The apparatus may be arranged to vary the predetermined point or depth in the tissue at which the confocal beam is directed. This may be achieved with a suitable mechanism as is well known to those skilled in the art.

The analyser is preferably arranged to reduce the effect of ambient light. This may be achieved by subtracting an output indicative of just ambient light from an output indicative of both ambient light and a return beam from the tissue stimulated by the confocal beam.
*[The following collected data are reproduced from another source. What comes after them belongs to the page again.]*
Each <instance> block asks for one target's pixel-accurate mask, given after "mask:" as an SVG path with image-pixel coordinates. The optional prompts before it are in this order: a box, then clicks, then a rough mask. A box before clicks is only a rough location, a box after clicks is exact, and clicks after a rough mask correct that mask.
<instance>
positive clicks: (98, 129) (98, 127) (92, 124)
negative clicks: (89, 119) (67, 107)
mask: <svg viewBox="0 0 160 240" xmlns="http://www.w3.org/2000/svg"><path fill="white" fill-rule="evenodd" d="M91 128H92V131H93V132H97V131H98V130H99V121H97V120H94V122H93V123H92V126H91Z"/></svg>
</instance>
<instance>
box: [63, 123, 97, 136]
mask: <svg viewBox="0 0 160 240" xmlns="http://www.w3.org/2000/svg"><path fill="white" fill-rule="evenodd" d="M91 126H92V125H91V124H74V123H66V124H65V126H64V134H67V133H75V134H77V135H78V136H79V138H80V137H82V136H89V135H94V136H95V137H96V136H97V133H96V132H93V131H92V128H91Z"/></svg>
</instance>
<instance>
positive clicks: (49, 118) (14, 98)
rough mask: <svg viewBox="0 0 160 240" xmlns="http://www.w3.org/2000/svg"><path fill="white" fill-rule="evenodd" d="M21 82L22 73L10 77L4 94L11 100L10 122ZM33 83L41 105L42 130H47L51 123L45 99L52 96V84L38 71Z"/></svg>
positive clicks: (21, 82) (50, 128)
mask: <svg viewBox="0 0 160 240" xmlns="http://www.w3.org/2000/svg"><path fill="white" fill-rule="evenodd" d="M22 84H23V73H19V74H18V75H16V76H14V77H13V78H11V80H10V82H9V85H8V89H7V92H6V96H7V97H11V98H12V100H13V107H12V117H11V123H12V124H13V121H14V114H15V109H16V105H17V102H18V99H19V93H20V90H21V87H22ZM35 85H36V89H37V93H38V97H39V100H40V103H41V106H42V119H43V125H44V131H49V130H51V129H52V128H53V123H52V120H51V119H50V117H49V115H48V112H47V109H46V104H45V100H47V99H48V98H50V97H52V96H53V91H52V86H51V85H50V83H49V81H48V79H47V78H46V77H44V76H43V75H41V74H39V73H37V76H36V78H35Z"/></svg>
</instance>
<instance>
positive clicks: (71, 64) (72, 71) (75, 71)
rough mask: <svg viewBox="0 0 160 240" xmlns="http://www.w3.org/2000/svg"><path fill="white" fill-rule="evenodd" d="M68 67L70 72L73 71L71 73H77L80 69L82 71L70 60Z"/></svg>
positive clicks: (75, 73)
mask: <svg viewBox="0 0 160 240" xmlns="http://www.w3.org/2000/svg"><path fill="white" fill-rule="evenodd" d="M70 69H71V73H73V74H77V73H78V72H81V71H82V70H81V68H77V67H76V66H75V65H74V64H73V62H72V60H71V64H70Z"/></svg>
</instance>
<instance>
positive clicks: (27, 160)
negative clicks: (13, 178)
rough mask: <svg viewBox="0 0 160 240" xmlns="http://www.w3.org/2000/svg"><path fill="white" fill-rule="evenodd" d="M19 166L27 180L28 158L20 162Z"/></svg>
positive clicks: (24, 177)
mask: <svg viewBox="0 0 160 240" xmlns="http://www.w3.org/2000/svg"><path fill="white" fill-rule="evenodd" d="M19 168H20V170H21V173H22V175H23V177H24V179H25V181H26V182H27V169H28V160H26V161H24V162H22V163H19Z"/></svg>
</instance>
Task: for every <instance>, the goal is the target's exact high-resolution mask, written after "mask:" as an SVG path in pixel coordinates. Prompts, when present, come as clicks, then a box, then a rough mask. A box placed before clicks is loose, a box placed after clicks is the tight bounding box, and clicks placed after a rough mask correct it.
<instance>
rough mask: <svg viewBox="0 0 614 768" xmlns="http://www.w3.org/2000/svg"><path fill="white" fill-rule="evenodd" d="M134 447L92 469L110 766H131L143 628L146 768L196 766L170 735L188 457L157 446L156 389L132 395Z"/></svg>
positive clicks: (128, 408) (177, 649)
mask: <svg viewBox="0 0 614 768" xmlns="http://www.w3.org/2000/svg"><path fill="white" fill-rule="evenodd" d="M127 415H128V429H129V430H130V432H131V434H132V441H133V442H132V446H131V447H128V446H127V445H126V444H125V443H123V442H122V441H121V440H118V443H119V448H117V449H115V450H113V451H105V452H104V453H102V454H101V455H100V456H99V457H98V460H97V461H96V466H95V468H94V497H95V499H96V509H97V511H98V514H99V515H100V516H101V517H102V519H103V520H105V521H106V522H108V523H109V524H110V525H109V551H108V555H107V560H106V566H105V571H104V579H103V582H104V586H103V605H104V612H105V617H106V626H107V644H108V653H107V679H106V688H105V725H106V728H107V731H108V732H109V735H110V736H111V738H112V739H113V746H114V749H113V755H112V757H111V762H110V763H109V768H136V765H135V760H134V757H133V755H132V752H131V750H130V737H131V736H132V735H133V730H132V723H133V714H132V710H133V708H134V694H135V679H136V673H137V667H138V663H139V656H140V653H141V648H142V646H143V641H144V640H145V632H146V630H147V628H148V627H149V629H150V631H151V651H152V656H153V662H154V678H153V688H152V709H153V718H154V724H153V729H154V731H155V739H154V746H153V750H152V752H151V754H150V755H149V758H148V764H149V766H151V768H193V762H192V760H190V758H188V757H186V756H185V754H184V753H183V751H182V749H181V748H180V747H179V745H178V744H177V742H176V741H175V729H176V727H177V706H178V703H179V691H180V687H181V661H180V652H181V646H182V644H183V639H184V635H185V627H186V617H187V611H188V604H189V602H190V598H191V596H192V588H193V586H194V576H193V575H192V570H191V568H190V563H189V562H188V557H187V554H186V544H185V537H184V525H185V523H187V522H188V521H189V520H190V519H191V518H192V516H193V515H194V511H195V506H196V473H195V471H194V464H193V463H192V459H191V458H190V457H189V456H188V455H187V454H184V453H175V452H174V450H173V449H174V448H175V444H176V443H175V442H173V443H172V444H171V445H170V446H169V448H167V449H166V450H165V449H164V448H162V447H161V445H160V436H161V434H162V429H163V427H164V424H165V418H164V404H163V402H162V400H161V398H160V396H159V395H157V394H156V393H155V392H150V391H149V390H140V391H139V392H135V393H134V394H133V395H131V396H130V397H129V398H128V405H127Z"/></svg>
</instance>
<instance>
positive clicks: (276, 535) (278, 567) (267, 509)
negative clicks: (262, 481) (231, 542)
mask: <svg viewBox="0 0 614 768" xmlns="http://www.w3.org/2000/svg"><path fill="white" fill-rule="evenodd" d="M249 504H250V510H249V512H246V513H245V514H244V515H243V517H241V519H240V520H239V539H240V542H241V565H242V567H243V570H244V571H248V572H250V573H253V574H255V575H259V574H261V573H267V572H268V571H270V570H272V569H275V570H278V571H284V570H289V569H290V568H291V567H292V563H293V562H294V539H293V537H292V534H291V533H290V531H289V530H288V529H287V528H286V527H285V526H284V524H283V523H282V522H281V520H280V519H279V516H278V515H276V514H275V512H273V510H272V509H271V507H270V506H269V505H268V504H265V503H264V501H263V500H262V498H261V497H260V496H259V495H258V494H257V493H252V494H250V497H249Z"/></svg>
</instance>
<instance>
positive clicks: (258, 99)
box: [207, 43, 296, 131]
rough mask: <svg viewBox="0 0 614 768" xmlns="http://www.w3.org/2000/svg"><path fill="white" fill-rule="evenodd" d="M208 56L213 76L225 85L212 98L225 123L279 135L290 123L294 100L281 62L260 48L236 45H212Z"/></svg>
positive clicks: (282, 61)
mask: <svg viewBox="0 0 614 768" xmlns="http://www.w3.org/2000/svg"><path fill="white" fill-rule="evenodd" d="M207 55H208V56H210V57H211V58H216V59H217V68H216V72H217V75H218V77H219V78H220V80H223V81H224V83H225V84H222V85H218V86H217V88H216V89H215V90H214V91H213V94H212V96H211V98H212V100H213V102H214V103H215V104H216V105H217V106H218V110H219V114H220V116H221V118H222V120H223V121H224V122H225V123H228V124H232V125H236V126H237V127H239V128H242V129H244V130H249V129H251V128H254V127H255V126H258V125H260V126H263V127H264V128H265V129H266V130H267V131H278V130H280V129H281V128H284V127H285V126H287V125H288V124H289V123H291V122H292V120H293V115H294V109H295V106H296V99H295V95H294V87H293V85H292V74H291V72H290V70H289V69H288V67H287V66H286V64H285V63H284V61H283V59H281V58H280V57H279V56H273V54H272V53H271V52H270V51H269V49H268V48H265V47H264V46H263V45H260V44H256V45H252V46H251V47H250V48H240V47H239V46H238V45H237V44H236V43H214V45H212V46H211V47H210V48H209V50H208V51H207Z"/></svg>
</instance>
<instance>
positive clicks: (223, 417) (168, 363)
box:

A dental device may be controlled by an apparatus of the first aspect of the present invention. Examples of possible dental devices to be controlled by the apparatus of the first aspect of the present invention include dental hard tissue removal devices, rotary and hand instrumentation, air abrasion devices, laser ablation devices and chemical and biological hard tissue removal devices. Such a dental device may include an apparatus according to the first aspect of the present invention.

According to a second aspect of the present invention there is provided a method of detecting infected tissue, the method comprising

producing a light beam;

directing the light beam into an input end of an optical element having an output end arranged to direct the light beam as a confocal beam into tissue;

detecting a return beam back from the tissue stimulated by the confocal beam;

generating an output dependent upon the detected return beam and

analysing the generated output to determine whether the return beam is indicative of infected tissue.